Les publics des vidéothèques

Catherine Lauret, de la médiathèque d’Issy-les-Moulineaux, insista sur la nécessité de réactualiser ou de lancer des enquêtes précises sur les pratiques des usagers. Dans le cas du cinéma documentaire, le rapport entre l’offre et la demande est original, puisque les nouveautés sont peu connues du public. Il est donc d’autant plus important d’afficher très clairement une politique et les critères d’acquisition auxquels on a recours.

S’interrogeant sur le support lui-même – la vidéo est un produit dérivé du cinéma, mais pas un sous-produit –, Catherine Lauret affirmait la légitimité de la présence du cinéma documentaire au sein de l’ensemble des collections de la médiathèque : « La connaissance emprunte les chemins de son choix ». Martine Pringuet, de la médiathèque de Cavaillon, élargissait le propos – et c’était l’autre aspect de cette journée – à la médiathèque tout entière, faisant partager son expérience récente de conception et d’ouverture d’un nouvel équipement dans lequel le public semble curieux de tous les supports. Que de chemin parcouru entre la vieille bibliothèque municipale enrichie par les dons d’Alexandre Dumas (en échange d’une rente annuelle de douze melons !) et la nouvelle médiathèque « La Durance »...

La coopération intercommunale

Les élus présents à la table ronde de l’après-midi s’accordèrent sur la volonté républicaine d’accès à la culture qui sous-tend la création de médiathèques, y compris dans des communes de quelques milliers d’habitants.

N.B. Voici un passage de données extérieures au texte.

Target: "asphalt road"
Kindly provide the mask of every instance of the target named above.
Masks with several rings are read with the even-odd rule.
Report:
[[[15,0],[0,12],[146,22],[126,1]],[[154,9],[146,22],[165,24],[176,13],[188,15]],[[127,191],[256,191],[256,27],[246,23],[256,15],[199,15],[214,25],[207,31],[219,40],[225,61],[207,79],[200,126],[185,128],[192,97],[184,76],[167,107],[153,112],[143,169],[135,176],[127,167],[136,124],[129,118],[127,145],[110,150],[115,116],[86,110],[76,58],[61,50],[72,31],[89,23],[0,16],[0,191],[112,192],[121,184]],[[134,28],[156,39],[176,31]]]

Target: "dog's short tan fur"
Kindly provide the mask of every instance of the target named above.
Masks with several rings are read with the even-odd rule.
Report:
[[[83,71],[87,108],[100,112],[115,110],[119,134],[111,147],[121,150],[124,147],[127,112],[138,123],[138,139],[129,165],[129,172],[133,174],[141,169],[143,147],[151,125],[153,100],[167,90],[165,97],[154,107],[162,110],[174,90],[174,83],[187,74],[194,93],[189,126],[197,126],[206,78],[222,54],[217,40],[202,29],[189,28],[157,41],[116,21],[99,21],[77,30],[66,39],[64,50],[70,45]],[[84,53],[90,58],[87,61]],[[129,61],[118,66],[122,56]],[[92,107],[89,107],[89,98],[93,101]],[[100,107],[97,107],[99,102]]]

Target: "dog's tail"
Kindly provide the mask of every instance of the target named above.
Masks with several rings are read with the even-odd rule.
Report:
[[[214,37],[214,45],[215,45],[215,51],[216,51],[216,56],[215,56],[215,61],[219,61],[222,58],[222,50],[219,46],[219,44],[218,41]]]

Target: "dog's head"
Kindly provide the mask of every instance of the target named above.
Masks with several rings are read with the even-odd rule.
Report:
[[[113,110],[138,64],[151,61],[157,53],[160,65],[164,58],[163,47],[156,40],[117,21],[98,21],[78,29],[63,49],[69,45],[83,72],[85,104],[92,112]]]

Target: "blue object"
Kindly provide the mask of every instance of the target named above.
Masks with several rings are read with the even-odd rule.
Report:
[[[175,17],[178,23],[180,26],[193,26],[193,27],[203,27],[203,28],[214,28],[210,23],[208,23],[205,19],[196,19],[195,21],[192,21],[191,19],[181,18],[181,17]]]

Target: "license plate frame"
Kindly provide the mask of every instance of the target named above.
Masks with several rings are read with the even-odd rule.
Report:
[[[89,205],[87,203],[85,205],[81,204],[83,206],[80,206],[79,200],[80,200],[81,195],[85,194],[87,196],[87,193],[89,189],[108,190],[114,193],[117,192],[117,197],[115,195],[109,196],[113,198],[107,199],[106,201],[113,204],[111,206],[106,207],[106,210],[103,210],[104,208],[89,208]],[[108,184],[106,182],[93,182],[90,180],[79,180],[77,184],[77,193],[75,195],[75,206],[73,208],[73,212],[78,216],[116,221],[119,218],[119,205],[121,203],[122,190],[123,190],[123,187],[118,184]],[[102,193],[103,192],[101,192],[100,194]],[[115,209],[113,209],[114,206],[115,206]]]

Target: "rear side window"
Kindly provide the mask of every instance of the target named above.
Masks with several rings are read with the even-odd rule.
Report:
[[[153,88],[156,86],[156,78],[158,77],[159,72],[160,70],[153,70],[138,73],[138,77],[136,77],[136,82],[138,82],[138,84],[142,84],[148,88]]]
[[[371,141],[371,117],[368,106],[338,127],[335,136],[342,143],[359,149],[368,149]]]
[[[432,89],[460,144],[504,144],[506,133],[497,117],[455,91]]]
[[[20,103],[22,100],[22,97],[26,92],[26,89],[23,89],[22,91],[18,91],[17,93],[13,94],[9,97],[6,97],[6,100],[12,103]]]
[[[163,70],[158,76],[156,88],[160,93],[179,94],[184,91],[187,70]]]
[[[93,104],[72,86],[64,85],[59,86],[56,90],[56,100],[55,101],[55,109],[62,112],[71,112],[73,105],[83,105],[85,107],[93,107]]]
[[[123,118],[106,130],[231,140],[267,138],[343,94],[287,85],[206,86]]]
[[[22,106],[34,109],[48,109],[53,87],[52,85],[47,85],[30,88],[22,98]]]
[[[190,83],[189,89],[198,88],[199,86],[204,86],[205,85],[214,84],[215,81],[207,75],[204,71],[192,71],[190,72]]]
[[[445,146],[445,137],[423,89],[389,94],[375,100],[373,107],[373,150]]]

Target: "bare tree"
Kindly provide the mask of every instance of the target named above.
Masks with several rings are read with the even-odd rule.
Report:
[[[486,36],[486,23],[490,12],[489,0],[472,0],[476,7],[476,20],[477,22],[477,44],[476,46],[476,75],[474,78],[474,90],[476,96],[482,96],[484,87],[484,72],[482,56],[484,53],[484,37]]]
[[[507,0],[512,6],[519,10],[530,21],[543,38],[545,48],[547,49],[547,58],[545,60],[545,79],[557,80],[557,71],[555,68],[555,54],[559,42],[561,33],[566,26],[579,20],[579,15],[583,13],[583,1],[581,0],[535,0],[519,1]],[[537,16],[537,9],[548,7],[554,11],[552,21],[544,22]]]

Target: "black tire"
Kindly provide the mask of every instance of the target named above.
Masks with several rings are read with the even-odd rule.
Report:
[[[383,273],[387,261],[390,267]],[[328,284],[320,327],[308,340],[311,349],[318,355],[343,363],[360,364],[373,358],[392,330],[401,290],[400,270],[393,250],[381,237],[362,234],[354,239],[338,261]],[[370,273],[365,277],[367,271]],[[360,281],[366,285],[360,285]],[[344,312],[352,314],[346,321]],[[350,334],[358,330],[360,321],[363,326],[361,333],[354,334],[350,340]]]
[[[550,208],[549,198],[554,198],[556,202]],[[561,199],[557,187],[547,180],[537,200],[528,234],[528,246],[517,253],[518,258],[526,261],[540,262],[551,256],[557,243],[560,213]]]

Michel Canevet, du conseil général du Finistère, insista sur le rôle primordial des bibliothèques départementales de prêt dans ce contexte. Pierre Barbier, de Plourin-lès-Morlaix (3 500 habitants) et Raymond Guyomarch, de Caulnes (2 000 habitants), soulignèrent, en tant que maires, l’importance d’équipements de proximité, mais firent de la coopération intercommunale un élément indispensable de la réussite de ces équipements.

Roger Gérard, en présentant la médiathèque de Vitré, souleva involontairement la question toujours difficile – particulièrement en Bretagne et en Normandie – de la coexistence d’un service public avec un réseau de bibliothèques associatives. Les élus manifestèrent leur unanimité sur deux points : la présence de professionnels formés à la tête des établissements et la nécessité d’une gestion rigoureuse des ressources publiques qui tienne compte de la pression fiscale. La synthèse de la journée mit en lumière le caractère essentiel de l’aménagement culturel du territoire, l’exigence de la formation professionnelle et de l’observation des usages du public, la contribution de l’image à la formation du regard et à l’ouverture vers d’autres imaginaires.